// January 2, 2013//
The Cavalier Hotel, one of Virginia Beach’s best-known landmarks, is on the market. CBRE|Hotels said Wednesday that it has been retained as the exclusive agent in the sale of the 86-year-old hotel at 4201 Atlantic Ave.
Since opening for business in 1927, the Cavalier has hosted presidents and movie stars, including Richard Nixon and Judy Garland. The 21.2-acre property includes two full-service hotels in Virginia Beach’s North End. The original seven-story, 110-room hotel sits on a hill overlooking a newer, 11-story, 282-room hotel that opened in the 1970s.
“This unique opportunity offers not only a historic hotel and an oceanfront hotel, but enough land area that has the potential for a really outstanding mixed-use redevelopment,” Doug Henkel, executive vice president of CBRE|Hotels, said in a statement. “The property sits at the northern gateway to the City of Virginia Beach’s famed resort strip. The opportunity here is only limited by a purchaser’s imagination.”
CBRE’s statement did not include a list price. In 2012, the city of Virginia Beach assessed the property at $34.2 million.
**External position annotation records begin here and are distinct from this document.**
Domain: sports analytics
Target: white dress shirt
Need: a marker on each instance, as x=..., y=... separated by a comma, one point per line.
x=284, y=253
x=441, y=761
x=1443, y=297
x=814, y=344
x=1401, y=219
Along with the two hotels and a 50,000-square-foot conference center, facilities include an indoor pool in the original hotel, an outside pool and kiddie pool adjacent to the newer hotel, outdoor tennis courts and a fitness center. There’s also an owner/manager residence, employee housing and automobile repair garage.
The Cavalier is on the market as the result of a long running court dispute among family members of The Disthene Group Inc., which has been playing out in state courts since 2005. In September, a Fairfax County Circuit Court judge appointed a receiver, Charles Goldstein, to preside over liquidation of the Buckingham County company’s assets after ruling that Disthene’s corporate leaders had oppressed minority shareholders. Disthene is a holding company whose subsidiaries include The Cavalier, the world’s largest kyanite mineral operation in Buckingham County and more than 30,000 acres of timberland.
Goldstein, a managing director of Protiviti in Baltimore, could not be reached for comment. John H. Craddock Jr., a Richmond attorney with LeClairRyan who is representing Curtis Colgate, one of the plaintiffs in the lawsuit, said the hotel and the mine will “do business as usual” until they are sold. “There’s a lot of interest in the hotel and the mine,” he said.
Colgate’s uncle and cousin, Gene Dixon Jr. and Guy Dixon ― executives for The Disthene Group― filed papers last year stating their intent to appeal the court’s decision to the state Supreme Court. However, Virginia’s Supreme Court denied a motion to stop the breakup and sale of the company while the appeal is pending.